Reaching a crescendo
However, Joyce couldn’t shake her desire for a less corporate life, and so together with her business partner, Ziada Abeid, who she had met in Tanzania, they ramped up the agency they had founded, Crescendo Digital: “We had shared passions and a desire to disrupt the industry.”
The integrated marketing and PR agency has the aim of amplifying African tourism businesses, not just to international markets, but also within intra-African markets “because Africans are not travelling enough within Africa”.

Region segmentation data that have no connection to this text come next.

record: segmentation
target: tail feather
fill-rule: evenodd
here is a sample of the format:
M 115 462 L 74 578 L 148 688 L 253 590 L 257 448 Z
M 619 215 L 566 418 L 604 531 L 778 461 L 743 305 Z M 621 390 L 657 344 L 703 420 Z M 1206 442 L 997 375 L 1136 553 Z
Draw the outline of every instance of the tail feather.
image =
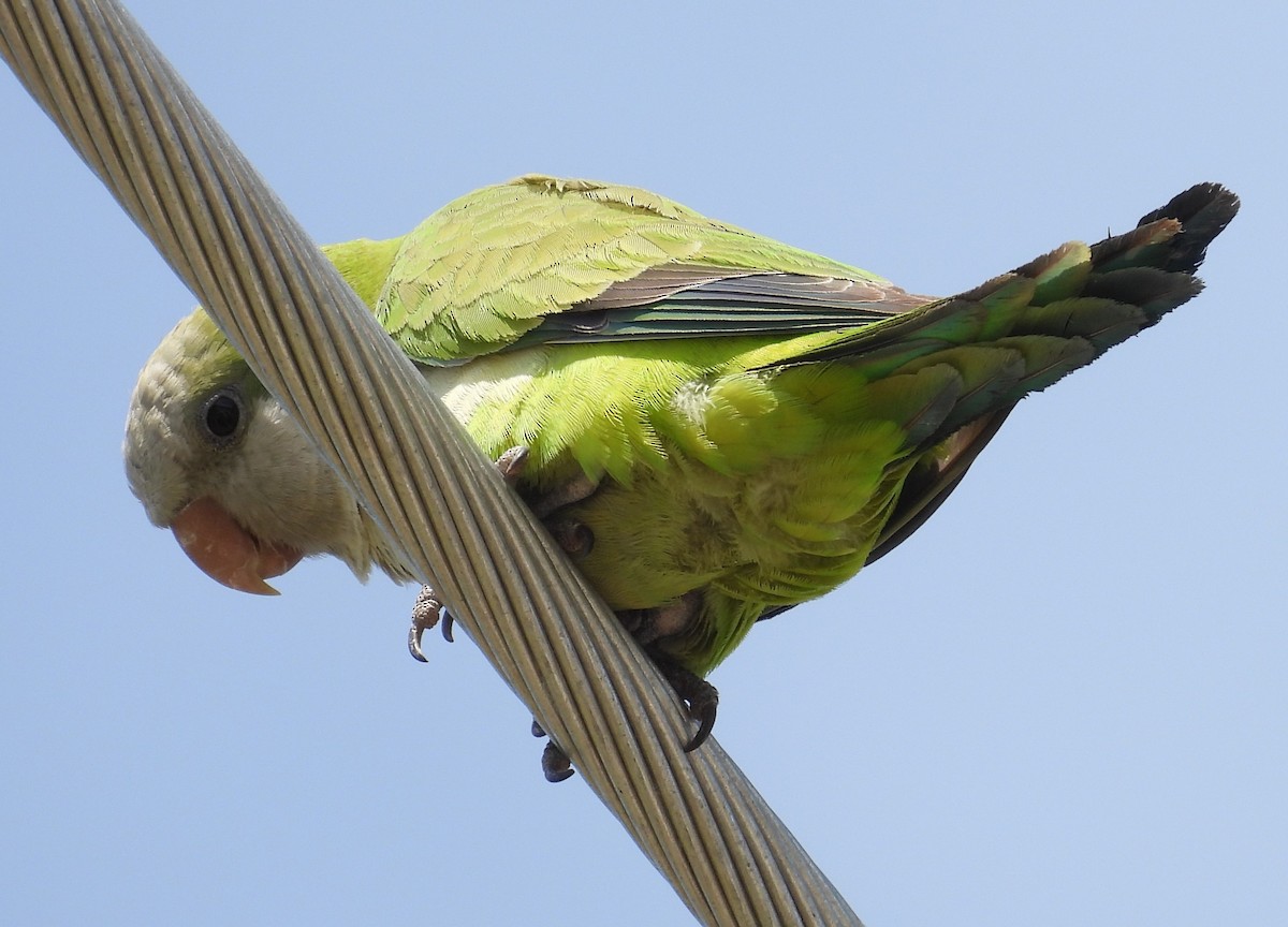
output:
M 1194 273 L 1238 211 L 1234 193 L 1199 184 L 1144 216 L 1131 232 L 1091 247 L 1064 245 L 970 292 L 894 319 L 869 345 L 875 357 L 866 353 L 862 335 L 853 339 L 849 362 L 867 367 L 872 358 L 877 371 L 942 363 L 970 368 L 967 354 L 996 355 L 998 349 L 1023 358 L 1019 376 L 1014 363 L 999 376 L 1005 388 L 963 389 L 954 408 L 917 445 L 917 464 L 868 563 L 930 518 L 1023 397 L 1084 367 L 1197 296 L 1203 283 Z M 1006 328 L 1005 335 L 996 335 L 998 328 Z M 967 332 L 972 339 L 953 342 Z M 963 381 L 971 382 L 967 376 Z M 990 402 L 981 406 L 985 397 Z

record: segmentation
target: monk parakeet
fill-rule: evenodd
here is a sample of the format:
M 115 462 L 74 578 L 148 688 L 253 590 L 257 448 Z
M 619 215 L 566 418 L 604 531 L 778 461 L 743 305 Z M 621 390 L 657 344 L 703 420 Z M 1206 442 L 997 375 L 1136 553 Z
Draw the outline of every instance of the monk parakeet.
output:
M 547 176 L 323 251 L 689 702 L 693 747 L 702 677 L 757 621 L 898 546 L 1021 398 L 1198 294 L 1238 205 L 1202 184 L 948 299 Z M 321 554 L 410 578 L 201 309 L 143 368 L 125 464 L 233 588 Z

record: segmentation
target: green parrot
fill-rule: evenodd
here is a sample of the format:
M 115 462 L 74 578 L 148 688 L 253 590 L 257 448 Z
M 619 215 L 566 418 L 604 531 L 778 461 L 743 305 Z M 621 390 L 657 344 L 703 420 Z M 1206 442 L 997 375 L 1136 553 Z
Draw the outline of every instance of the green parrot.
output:
M 693 748 L 715 720 L 703 677 L 757 621 L 898 546 L 1021 398 L 1197 295 L 1238 206 L 1202 184 L 949 299 L 536 175 L 323 251 L 688 702 Z M 233 588 L 272 592 L 322 554 L 411 578 L 201 309 L 139 376 L 125 465 L 148 518 Z M 413 650 L 437 600 L 417 612 Z

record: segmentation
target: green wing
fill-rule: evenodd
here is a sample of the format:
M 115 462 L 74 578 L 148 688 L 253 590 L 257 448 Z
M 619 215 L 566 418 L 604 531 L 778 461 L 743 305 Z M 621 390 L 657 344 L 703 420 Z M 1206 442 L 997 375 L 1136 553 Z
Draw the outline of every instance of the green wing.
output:
M 411 232 L 376 314 L 412 358 L 453 363 L 536 344 L 835 331 L 925 301 L 648 191 L 529 175 Z

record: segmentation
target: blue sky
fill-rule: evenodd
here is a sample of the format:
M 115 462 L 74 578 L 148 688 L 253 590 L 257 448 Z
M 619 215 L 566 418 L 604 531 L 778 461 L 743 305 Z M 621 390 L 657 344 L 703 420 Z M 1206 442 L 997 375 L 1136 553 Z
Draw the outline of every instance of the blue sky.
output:
M 716 735 L 872 927 L 1282 923 L 1284 14 L 1265 4 L 131 9 L 319 241 L 528 171 L 963 290 L 1199 180 L 1208 290 L 1023 403 L 898 552 L 759 627 Z M 125 487 L 192 305 L 0 75 L 0 922 L 685 923 L 468 640 L 214 585 Z

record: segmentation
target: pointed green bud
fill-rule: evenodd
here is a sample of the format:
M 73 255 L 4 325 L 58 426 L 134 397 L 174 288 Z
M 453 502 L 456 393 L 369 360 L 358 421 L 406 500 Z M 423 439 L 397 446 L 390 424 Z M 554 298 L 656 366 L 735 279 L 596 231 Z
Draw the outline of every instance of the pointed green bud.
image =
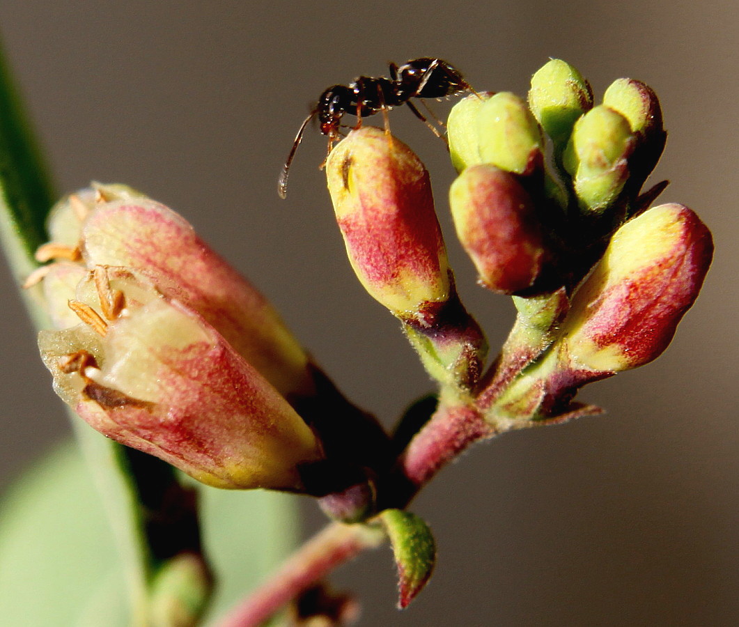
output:
M 486 100 L 477 113 L 477 129 L 482 163 L 522 175 L 542 168 L 542 132 L 522 98 L 501 92 Z
M 563 146 L 577 118 L 593 108 L 593 92 L 574 67 L 551 59 L 531 77 L 528 105 L 554 144 Z
M 502 294 L 531 287 L 545 250 L 534 202 L 516 177 L 494 166 L 467 168 L 452 184 L 449 203 L 480 284 Z
M 584 213 L 602 214 L 616 200 L 629 176 L 627 158 L 633 146 L 628 121 L 607 106 L 590 109 L 575 123 L 564 166 Z
M 378 516 L 385 528 L 398 566 L 401 609 L 426 586 L 434 570 L 436 545 L 429 526 L 410 512 L 386 509 Z
M 151 627 L 195 627 L 211 586 L 210 573 L 200 555 L 181 553 L 168 560 L 152 582 Z
M 483 163 L 480 156 L 477 115 L 483 103 L 491 95 L 489 92 L 471 94 L 457 103 L 449 112 L 446 137 L 449 140 L 452 164 L 457 172 L 469 166 Z
M 636 135 L 636 148 L 629 158 L 630 185 L 638 193 L 659 160 L 667 133 L 662 125 L 662 109 L 654 90 L 641 81 L 619 78 L 606 89 L 603 104 L 629 121 Z

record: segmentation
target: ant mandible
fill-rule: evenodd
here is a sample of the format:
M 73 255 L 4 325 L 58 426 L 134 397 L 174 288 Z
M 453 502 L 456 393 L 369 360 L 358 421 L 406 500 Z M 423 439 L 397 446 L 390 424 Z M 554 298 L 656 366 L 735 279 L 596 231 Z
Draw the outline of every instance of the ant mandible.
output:
M 406 104 L 419 120 L 438 137 L 439 132 L 411 102 L 411 98 L 441 98 L 471 89 L 462 73 L 446 61 L 423 57 L 406 61 L 399 67 L 389 64 L 390 78 L 360 76 L 349 85 L 333 85 L 319 98 L 318 103 L 305 118 L 296 135 L 293 148 L 282 166 L 277 183 L 281 198 L 287 195 L 287 174 L 295 152 L 303 139 L 308 123 L 316 116 L 321 132 L 328 136 L 328 151 L 339 138 L 339 127 L 344 114 L 356 115 L 357 126 L 362 118 Z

One of their clients is Africans Rising, a pan-Africa movement, promoting unity, justice and peace. Crescendo Digital helped with its Borderless Africa campaign, advocating for visa-free travel within Africa. “We want free movement for Africans, like in the EU,” Joyce says. “It would mean more trade between nations and it would make it easier for the Diaspora – second and third-generation Africans – to come to the continent and explore their heritage.”
In the UK, Crescendo Digital has promoted the annual London African Food Week, generating excitement for the event through social media and content marketing and securing media coverage.
“Our goal is to amplify under-represented voices and elevate African travel experiences,” says Joyce. ‘It’s exciting to be changing the narrative for an emerging market. How many people know that you can go skiing in Morocco, that Senegal has one of the world’s best coasts for surfing, or that Ghana and Cote d’Ivoire produce 70% of the world’s cocoa? There are 54 countries to explore in Africa, but we love to clump them together.”
She’s jumped on opportunities to communicate this, from delivering presentations at both ILTM Africa and WTM Africa in Cape Town earlier this year to nominating herself for TTG’s own 30 Under 30 programme. And just this week, she triumphed at the TravMedia Awards, taking home PR Rising Star of the Year.
Joyce’s career might be unconventional, but it’s been successful, and testament to her belief: “You can reinvent your life at any stage. Don’t put yourself in a box, it’s ok to pivot and follow your dreams.”